The first Oblate Brother in South Africa
Let me tell you about the first brother in our Africa missions, a jack-of-all trades who had the reputation of being a saint. The Zulus called him “the little poor one.” He is Brother François Bernard.
He was born in Saint-Damien, in the diocese of Grenoble, France, in 1827. Until age eighteen he was not very faithful to his Christian duties. After hearing a sermon on the work of missionaries, he felt suddenly attracted by the vocation of catechist among non-Christians. Having received a favorable response to his aspirations from the Oblates of Mary Immaculate, he entered the Notre-Dame de l’Osier novitiate in September 1852. Meanwhile the Founder had just accepted a mission in Natal. He had Brother Bernard come to Marseilles and allowed him to take vows for five years, even though he had finished only seven months of novitiate. He assigned him as companion to Fr. Justin Barrêt and the deacon Joseph Gerard, who were to join Mgr. Jean-François Allard, the recently appointed Vicar Apostolic of Natal. After a long eight month voyage, the brother arrived in Africa. There was no lack of work but he had to put aside his ambitions of being a catechist.

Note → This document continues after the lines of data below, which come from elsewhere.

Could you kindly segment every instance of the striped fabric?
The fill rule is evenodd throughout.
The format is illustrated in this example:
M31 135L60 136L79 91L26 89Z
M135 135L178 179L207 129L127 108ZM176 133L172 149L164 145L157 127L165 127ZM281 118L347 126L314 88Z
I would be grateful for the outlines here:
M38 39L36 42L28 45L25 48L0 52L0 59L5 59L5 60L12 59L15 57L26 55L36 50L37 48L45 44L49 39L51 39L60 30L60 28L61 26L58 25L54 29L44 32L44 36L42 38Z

He was needed as cook, gardener, carpenter and errand-boy.
Four years later, he was sent to the Zulus, a hard and difficult mission that had just opened. He started building a Church. This work obliged him to go twelve miles to cut large trees that he must then transport with the help of oxen, “lions with horns” - as he called them - that often tried his patience.
Late one Saturday night, while on his way back to the mission for Sunday Mass, he had to descend a steep hill with a load. It overturned and the whole lot rolled down the slope. “My God, he exclaimed, save your workers; Blessed Virgin, protect us.” Almost at once the cart and the oxen ceased rolling: the damage was small. Bro. Bernard shook with emotion when telling the story two hours later. He saw a special protection from above in the event.
He was also responsible for providing food for the mission. Fortunately, he was an accomplished hunter. One day however he missed his shot at a wild goat; he wounded it in the leg and it was able to run away. It ran a long time on its broken bones with three long legs and “a short leg” that hampered it extremely. As he used everything to raise his spirit towards God, our good religious added, while bringing his trophy to the mission: “If we had as much energy to flee evil and to serve God as this poor creature had to flee from me, then we could become saints.”
A skillful carpenter, he built a kind of press for oil. While the oil ran out from one of these inventions he said: “This is how we must be pressed by the troubles of this world, so that, if there is something good in us, that little good can be turned into merits before God.”
Brother Bernard had entered the Congregation with the aim of one day becoming a catechist among the natives. You can imagine his joy when Bishop Allard put him in charge of a school in Basutoland. He had a great facility with languages. He had learned English and Portuguese from the sailors and the travelers on the ship. He quickly learned the languages of the Zulus and the Basotho while carrying out household chores with the natives of these two races. Thanks to his knowledge and tact, he had much influence on the youth entrusted to him.
The main concern of his existence was “the salvation of his soul and that of the non-Christians.” He was encouraged by these words, which he often repeated: “Bernard, why are you a religious? If you were to lose yourself after so many sacrifices!” This thought helped him bear all the difficulties that came with his vocation. He also drew courage from God in the Eucharist: “Our Lord present in the tabernacle does not ask these people who do not know him to come to pay him homage. But me, a religious, associated with these missionaries who work so much for them, should I not kneel often at the feet of this Divine Savior to ask him to have pity on these unfortunate creatures for which he poured out his blood?”
Brother Bernard died on January 15, 1889, at the age of sixty-two, after thirty-seven years of religious life. He is buried in Roma in what is today Lesotho.